Why better than from scratch: 2,000 labeled examples is far too few to learn good visual features for chest X-rays from scratch; a CNN trained directly on those 2,000 cases would overfit badly or fail to learn the relevant patterns at all. The 5 million unlabeled scans contain enormous information about chest-X-ray statistics (anatomy, common variations, scanner artifacts), and self-supervised pre-training extracts that information into the encoder without needing any radiologist time. The labeled 2,000 then teach a fine-tune the small, task-specific layer where their information is most useful, instead of being asked to teach the encoder everything from zero.
This is exactly the pattern that makes vision feasible in label-scarce domains, and why self-supervised learning is the engine behind so much modern medical-imaging work.
Flashcards
Section titled “Flashcards”Nine cards. Click any card to reveal the answer. Use the Print flashcards button to lay out the full set as one card per page, ready to print or save as a PDF for offline review.
Q. What does self-supervised learning do?
Constructs labels from the data itself (a pretext task) and runs standard supervised training on them. The pretext task doesn’t matter in itself; what matters is that solving it forces the network to learn features that transfer to real tasks.
Q. Name three pretext tasks from the 2014-2018 wave?
Any three of: rotation prediction, jigsaw puzzles, colorization (grayscale → color), inpainting (predict masked region), relative position prediction of two patches.
Q. SimCLR setup in one sentence?
Two augmentations of the same image = positive pair; other images in the batch = negatives; pass through a shared encoder; NT-Xent loss makes positives have high cosine similarity and negatives low. Large batches; strong augmentations essential.
Q. What does MoCo add over SimCLR?
A momentum-updated encoder + a queue of negatives, letting you use many more negatives than fit in one GPU’s mini-batch. More memory-efficient at scale than SimCLR’s “all negatives in one big batch” approach.
Q. What's surprising about BYOL?
It works without explicit negatives.
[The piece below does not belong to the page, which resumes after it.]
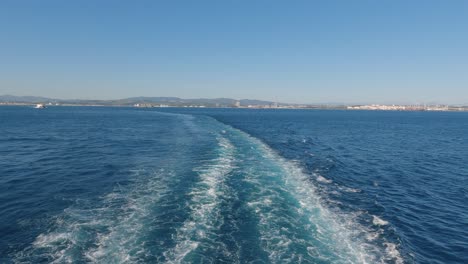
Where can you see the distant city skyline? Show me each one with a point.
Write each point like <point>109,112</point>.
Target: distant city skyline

Two networks (online + momentum-target); online learns to predict the target’s representation of an augmented view. The asymmetric setup prevents feature collapse.
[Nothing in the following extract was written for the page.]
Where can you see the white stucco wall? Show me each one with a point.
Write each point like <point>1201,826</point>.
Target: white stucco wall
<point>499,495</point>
Q. MAE (Masked Autoencoder) recipe?
Mask 75% of image patches; heavy encoder sees only visible 25%; lightweight decoder reconstructs masked patches. Encoder ends up with rich features; computationally efficient because most patches aren’t processed by the encoder. He et al. 2022.
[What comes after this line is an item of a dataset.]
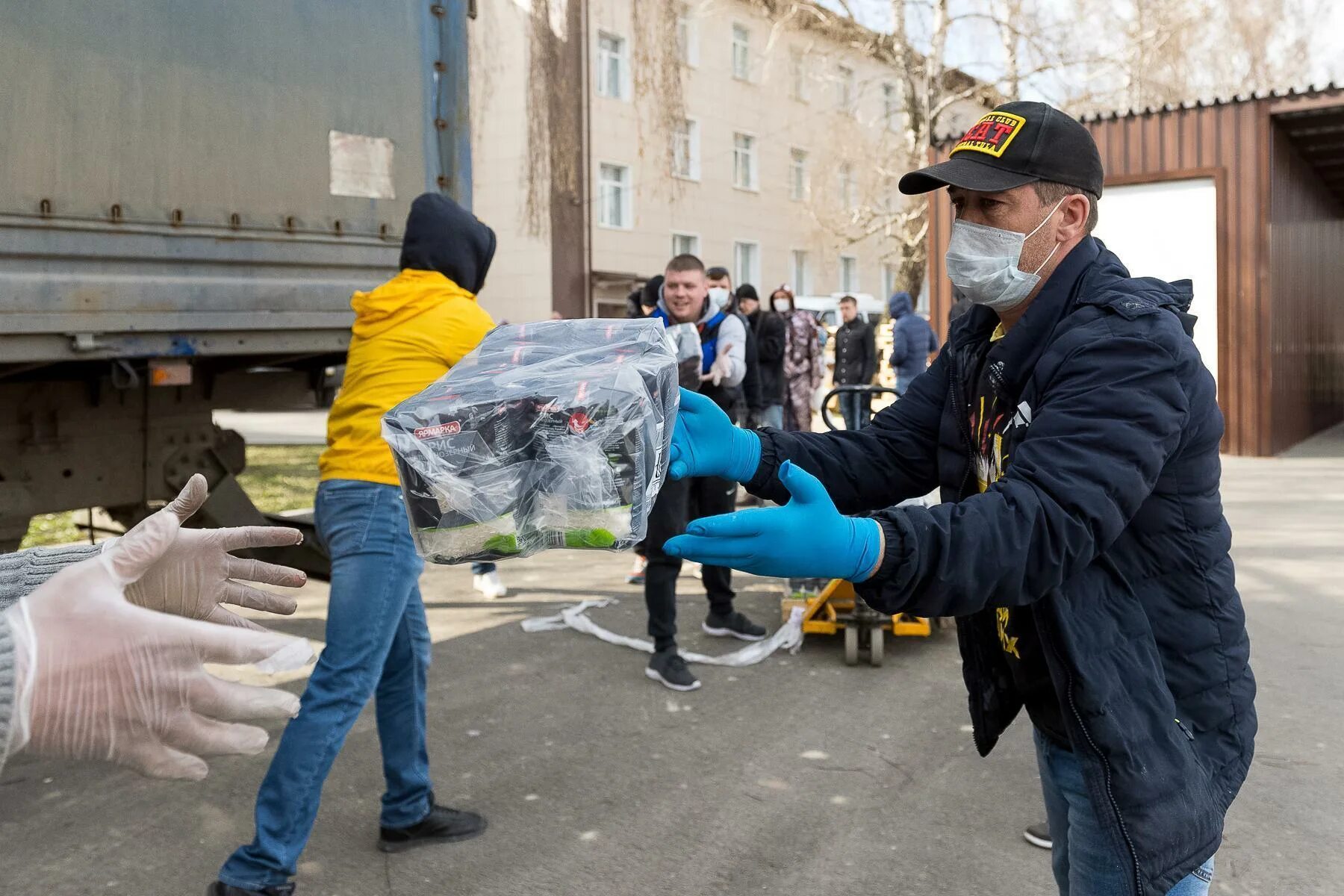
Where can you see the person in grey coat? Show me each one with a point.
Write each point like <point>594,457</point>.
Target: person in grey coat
<point>912,340</point>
Q. DINO / DINOv2 in one line?
Self-distillation with no labels: a student network learns to predict a teacher network’s output (teacher = momentum-averaged copy of student). DINOv2 features are a strong general-purpose vision encoder for many downstream tasks, often used frozen.
Q. Pre-train-then-transfer workflow?
(1) Pre-train encoder on huge unlabeled data (expensive, once). (2) Transfer to downstream task with small labeled data: linear-probe (freeze encoder, train one linear layer; clean feature comparison) or fine-tune (train whole network with small LR on encoder; best task accuracy).
Q. Why is self-supervised learning load-bearing for label-scarce domains?
Many real domains (medical, satellite, scientific) have orders of magnitude more unlabeled than labeled data. Self-supervised pretraining extracts the structural information from unlabeled data into the encoder; the labeled data then fine-tunes the small task-specific head where labels are most useful, instead of being asked to teach the encoder from zero.